D’où vient alors cette impression d’ennui ? J’avancerai quelques éléments de réponse personnels à cette question. D’abord le manque de spontanéité. Comme cela m’avait frappée dans « The Artist » (Michel Hazanavicius, 2011), le fait de se couler dans un cadre fort contraignant (noir et blanc, références filmiques en permanence, conte de fées), ne peut que nuire à la fluidité de l’ensemble. Nous ne savons plus à certains moments si nous sommes en train de regarder simplement un film ou si, comme à distance, nous contemplons le même film en train de se faire. Cela donne ensuite une impression (sûrement fausse) d’un objet assez présomptueux, cherchant à égaler (voire à dépasser) des références incontestables.
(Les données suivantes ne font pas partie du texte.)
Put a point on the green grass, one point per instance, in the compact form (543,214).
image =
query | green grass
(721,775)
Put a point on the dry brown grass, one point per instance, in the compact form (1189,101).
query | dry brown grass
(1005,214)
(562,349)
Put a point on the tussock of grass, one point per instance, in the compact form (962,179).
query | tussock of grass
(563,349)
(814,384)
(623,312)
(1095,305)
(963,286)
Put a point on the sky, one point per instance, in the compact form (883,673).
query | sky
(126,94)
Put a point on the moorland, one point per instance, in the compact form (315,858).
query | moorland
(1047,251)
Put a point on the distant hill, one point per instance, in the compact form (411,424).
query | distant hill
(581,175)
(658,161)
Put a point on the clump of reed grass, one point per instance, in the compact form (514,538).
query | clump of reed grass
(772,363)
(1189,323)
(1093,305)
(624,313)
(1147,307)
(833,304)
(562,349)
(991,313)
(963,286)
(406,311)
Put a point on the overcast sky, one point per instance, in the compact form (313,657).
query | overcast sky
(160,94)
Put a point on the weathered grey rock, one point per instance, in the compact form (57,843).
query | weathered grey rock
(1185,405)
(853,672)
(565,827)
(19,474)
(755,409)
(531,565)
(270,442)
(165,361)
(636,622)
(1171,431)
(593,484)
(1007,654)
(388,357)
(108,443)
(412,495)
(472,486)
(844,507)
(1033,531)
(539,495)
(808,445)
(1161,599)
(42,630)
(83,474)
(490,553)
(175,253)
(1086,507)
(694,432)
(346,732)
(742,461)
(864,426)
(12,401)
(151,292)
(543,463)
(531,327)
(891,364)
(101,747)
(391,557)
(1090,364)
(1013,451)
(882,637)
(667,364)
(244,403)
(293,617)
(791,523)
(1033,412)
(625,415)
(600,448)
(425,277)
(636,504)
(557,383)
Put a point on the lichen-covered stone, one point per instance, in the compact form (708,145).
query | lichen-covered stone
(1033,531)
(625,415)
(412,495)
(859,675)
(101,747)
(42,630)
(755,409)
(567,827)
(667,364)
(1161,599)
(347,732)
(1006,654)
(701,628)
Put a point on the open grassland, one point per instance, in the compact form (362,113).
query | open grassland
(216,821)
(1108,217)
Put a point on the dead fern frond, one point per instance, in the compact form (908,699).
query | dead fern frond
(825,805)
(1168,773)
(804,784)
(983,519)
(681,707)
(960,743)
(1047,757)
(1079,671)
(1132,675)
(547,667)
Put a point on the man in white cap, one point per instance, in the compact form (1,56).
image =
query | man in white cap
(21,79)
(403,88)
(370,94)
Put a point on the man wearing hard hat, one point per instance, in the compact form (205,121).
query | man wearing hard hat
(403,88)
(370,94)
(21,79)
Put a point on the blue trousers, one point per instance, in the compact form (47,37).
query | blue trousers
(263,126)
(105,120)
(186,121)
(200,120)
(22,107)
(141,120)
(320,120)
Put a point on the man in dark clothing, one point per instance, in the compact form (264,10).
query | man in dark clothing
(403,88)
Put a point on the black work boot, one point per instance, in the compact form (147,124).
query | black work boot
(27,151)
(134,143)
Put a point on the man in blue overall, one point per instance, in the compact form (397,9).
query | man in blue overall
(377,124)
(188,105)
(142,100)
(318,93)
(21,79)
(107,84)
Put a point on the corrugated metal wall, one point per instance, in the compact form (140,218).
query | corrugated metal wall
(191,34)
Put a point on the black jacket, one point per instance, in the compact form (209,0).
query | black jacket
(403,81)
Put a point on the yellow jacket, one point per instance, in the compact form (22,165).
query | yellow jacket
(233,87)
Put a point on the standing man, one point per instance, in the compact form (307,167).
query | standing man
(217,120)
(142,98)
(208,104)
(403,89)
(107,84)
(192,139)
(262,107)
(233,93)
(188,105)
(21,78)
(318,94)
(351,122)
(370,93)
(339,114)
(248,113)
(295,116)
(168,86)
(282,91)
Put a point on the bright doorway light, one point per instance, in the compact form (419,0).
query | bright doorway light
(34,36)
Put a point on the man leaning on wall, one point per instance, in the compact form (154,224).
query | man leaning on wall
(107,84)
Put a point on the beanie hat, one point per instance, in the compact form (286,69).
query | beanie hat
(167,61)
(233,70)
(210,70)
Ainsi, le film semble s’appesantir à certains moments, perdant tout charme et toute grâce au profit d’une interpellation appuyée à bien regarder la beauté de la scène (« L’ai je bien descendu ? » (2)). La magie des quelques moments merveilleux de cette oeuvre s’envolent aussitôt.

J’ajouterai que nous sommes là face à un décalage de point de vue, qui contribue à la gêne éprouvée. Lorsqu’un réalisateur, dans les années 1920, créait un film, même muet et en noir et blanc, il devait éprouver une impression de liberté sans pareille, par rapport à la technologie précédente, la photographie, qui figeait les images. Cela devait lui donner une inventivité ouverte sur le monde, dans la veine de ce progrès en marche qu’il pouvait ressentir. Ici, c’est le contraire. A une époque où le numérique permet tout ou à peu près dans un cinéma déjà ouvert à la couleur, aux effets spéciaux et au son, un cinéaste fait le choix délibéré de renoncer à ces différents aspects. C’est tout le poids de cette contrainte que nous ressentons dans ce film, malgré l’ingéniosité de l’auteur.

Et les acteurs, qu’en dire ? Difficile de les apprécier dans ce contexte. Ils font ce qui leur est demandé, ce qui est déjà bien…

Bref, je ne reverrai pas ce « Blanche Neige ».

FB

(1) « Blanche Neige » de Tarsem Singh (2012) et « Blanche Neige et le chasseur » de Rupert Sanders (2012) – Pour la dernière référence, voir critique sur le blog.
(2) Mot de Cécile Sorel, comédienne, au pied d’un escalier du Casino de Paris.